Cautious cheers for Cameron
by David Marsh
Mon 2 Aug 2010
Who says the British don't understand the art of coalition government?
Many normally expert observers from abroad, especially some who should have known better on fixed-income markets, believed the administration emanating from the U.K.'s inconclusive parliamentary elections in May would be short-lived and unstable. In fact, as it approaches the milestone of three months in office, the Conservative-Liberal Democrat government under Tory Prime Minister David Cameron is starting to look remarkably successful.
Of course, it's still a bit early to give a long-term verdict. But the fresh-faced, previously untried Cameron seems to have transmogrified into a figure of genuine prime ministerial quality with astounding speed. Particularly in economic policy, the unlikely-looking Cameron-led team seems to be settling into a sustainable groove that should produce a solid performance for some years to come.
What does the future hold? I am bold enough to venture three predictions.

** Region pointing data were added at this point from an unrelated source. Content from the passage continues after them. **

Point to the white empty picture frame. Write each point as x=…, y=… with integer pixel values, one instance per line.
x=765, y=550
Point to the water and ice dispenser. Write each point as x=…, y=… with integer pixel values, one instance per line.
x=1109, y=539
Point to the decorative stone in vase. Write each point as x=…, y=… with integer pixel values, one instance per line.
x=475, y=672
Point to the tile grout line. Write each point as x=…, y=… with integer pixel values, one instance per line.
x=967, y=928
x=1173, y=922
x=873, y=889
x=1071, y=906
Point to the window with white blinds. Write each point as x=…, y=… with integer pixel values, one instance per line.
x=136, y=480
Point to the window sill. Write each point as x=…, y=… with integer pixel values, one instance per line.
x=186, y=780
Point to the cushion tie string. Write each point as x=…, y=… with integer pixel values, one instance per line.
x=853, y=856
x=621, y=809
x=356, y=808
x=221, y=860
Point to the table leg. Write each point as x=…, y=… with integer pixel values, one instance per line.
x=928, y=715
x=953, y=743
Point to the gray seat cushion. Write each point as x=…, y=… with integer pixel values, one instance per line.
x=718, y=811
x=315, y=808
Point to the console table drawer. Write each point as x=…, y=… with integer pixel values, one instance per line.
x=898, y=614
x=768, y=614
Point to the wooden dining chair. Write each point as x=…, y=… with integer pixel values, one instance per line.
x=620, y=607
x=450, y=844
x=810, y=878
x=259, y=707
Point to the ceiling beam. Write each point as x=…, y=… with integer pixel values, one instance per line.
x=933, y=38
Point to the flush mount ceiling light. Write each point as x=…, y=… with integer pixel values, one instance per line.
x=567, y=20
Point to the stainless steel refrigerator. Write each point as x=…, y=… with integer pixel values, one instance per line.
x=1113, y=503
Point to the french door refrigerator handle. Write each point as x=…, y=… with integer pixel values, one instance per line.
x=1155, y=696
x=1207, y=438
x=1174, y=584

First, the U.K. government will not fall apart during the five-year term. Because the British Conservatives failed to win a majority in the May poll, and the Lib Dems also did less well than expected, the two governing parties both need each other. They have overturned their mutual pre-election suspicion and have learned how to get on with each other.
The Liberals, of course, might get fed up with cooperating with the Tories and could be tempted to desert the government at some stage.
The reason might be because of a feeling that their policies in areas like Europe (where the Lib Dems have a generally positive view) or nuclear energy (where they are highly reticent) were being ignored. If that happened, though, they would probably be punished by the electorate for plunging the country into political instability -- and would likely suffer a setback in the ensuing emergency elections, that would bring their score below even the levels of three months ago. So the Lib Dems seem condemned to stick limpet-like to the Tories.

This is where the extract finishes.